Par ses dernières conclusions communiquées au greffe par voie électronique

le 3 août 2022, auxquelles il y a lieu de se référer pour l’exposé des moyens,

M. [Z] [Y] demande en toute hypothèse à la cour de :

— réformer le jugement en ce qu’il l’a débouté de ses demandes relatives au harcèlement moral subi et au manquement de la société 100% à son obligation de sécurité,

— confirmer le jugement en ce qu’il a condamné la société 100% à lui verser plusieurs sommes en invalidant son licenciement pour faute grave,

— statuant à nouveau,

* reconnaître que son salaire mensuel brut de référence est de 2 612,24 € bruts,

* juger que l’employeur a commis des faits de harcèlement moral,

* reconnaître que la société 100% a manqué à son obligation de sécurité,

* reconnaître son licenciement pour faute grave comme nul,

* ordonner l’exécution provisoire de la décision à intervenir,

— en conséquence, condamner la société 100% au paiement de :

—  30 000 € nets à titre de dommages et intérêts pour harcèlement moral,

—  20 000 € nets à titre de dommages et intérêts pour non-respect de l’obligation de sécurité,

—  30 000 € nets à titre de dommages et intérêts pour licenciement nul,

—  5 224,48 € au titre de l’indemnité compensatrice de préavis ainsi que 522,45 € au titre des congés payés afférents,

—  3 809,47 € nets au titre de l’indemnité légale de licenciement,

—  150 € d’astreinte par jour de retard à partir du jugement à intervenir pour la remise des documents de fin de contrat et des bulletins rectifiés,

—  2 500 € au titre de l’article 700 du code de procédure civile.

MOTIVATION

— SUR LE HARCÈLEMENT MORAL

Aux termes de l’article L. 1152-1 du code du travail, aucun salarié ne doit subir les agissements répétés de harcèlement moral qui ont pour objet ou pour effet une dégradation de ses conditions de travail susceptible de porter atteinte à ses droits et à sa dignité, d’altérer sa santé physique ou mentale ou de compromettre son avenir professionnel.

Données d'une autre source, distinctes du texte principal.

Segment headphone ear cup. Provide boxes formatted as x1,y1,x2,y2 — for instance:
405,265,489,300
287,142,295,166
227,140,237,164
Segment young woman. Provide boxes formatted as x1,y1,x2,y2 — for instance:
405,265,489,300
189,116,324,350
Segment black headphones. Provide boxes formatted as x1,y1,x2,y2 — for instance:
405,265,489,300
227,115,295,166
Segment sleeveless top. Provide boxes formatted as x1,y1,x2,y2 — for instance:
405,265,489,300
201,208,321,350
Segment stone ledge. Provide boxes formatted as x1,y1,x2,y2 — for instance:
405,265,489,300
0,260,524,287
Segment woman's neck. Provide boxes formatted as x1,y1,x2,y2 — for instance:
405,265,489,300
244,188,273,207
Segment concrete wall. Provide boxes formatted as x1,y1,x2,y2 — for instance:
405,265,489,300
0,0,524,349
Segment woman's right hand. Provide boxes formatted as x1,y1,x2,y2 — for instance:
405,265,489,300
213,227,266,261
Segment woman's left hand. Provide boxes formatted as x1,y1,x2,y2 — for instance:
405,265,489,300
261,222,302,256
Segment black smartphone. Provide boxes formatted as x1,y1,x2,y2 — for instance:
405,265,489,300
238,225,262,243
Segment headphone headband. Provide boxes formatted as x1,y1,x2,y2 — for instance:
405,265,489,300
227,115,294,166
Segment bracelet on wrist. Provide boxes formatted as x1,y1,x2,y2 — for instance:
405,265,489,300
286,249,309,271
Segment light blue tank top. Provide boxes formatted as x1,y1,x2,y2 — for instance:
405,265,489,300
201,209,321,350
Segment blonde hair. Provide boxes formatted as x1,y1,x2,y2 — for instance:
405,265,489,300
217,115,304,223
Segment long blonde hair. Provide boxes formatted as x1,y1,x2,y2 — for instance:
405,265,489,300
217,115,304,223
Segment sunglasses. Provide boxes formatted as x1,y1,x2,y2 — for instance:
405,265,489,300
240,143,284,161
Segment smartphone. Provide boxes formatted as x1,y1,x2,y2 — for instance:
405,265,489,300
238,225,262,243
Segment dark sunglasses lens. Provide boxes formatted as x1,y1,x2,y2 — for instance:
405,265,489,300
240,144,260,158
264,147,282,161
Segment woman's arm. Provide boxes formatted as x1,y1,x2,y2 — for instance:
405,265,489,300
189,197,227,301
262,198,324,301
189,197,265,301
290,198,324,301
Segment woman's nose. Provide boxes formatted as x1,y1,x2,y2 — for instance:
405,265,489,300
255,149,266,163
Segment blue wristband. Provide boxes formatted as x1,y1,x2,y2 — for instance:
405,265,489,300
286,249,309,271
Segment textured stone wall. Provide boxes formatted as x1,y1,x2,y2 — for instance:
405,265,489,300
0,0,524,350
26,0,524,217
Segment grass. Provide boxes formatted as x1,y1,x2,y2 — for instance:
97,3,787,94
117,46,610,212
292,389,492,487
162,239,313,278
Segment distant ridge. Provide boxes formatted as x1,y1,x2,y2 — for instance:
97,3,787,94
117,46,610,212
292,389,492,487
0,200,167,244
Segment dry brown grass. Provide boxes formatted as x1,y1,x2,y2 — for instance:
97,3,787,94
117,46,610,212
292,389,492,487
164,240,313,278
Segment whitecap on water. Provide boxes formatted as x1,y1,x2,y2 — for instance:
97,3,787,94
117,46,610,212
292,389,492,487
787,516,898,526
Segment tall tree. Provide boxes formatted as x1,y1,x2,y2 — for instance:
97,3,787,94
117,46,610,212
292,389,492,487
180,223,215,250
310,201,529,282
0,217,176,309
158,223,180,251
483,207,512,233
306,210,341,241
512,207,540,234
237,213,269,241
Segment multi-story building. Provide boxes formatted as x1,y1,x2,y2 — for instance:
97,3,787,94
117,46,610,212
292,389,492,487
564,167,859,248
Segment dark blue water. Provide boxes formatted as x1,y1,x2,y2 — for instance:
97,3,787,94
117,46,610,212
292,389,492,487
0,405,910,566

L’article L. 1154-1 du même code, dans sa rédaction issue de la loi n 2016-1088 du 8 août 2016, dispose que lorsque survient un litige relatif au harcèlement moral, le salarié présente des éléments de fait laissant supposer l’existence d’un harcèlement et au vu de ces éléments, il incombe à la partie défenderesse de prouver que ces agissements ne sont pas constitutifs d’un tel harcèlement et que sa décision est justifiée par des éléments objectifs étrangers à tout harcèlement.

M. [Y] soutient qu’à compter du mois de juin 2019, il a fait l’objet d’un harcèlement moral et de multiples pressions afin de signer une rupture conventionnelle du contrat de travail, lors d’un appel téléphonique, de mails et d’entretiens, qu’en outre, il lui a été demandé pour la première fois d’envoyer quotidiennement un mail relatant son émission La matinale, qu’il a fait l’objet de plusieurs critiques sur son travail constituant des tentatives d’intimidation et a reçu deux appels téléphoniques après son licenciement. Il ajoute qu’il a ainsi subi une dégradation significative de ses conditions de travail et de son état de santé, avant d’être licencié pour faute grave.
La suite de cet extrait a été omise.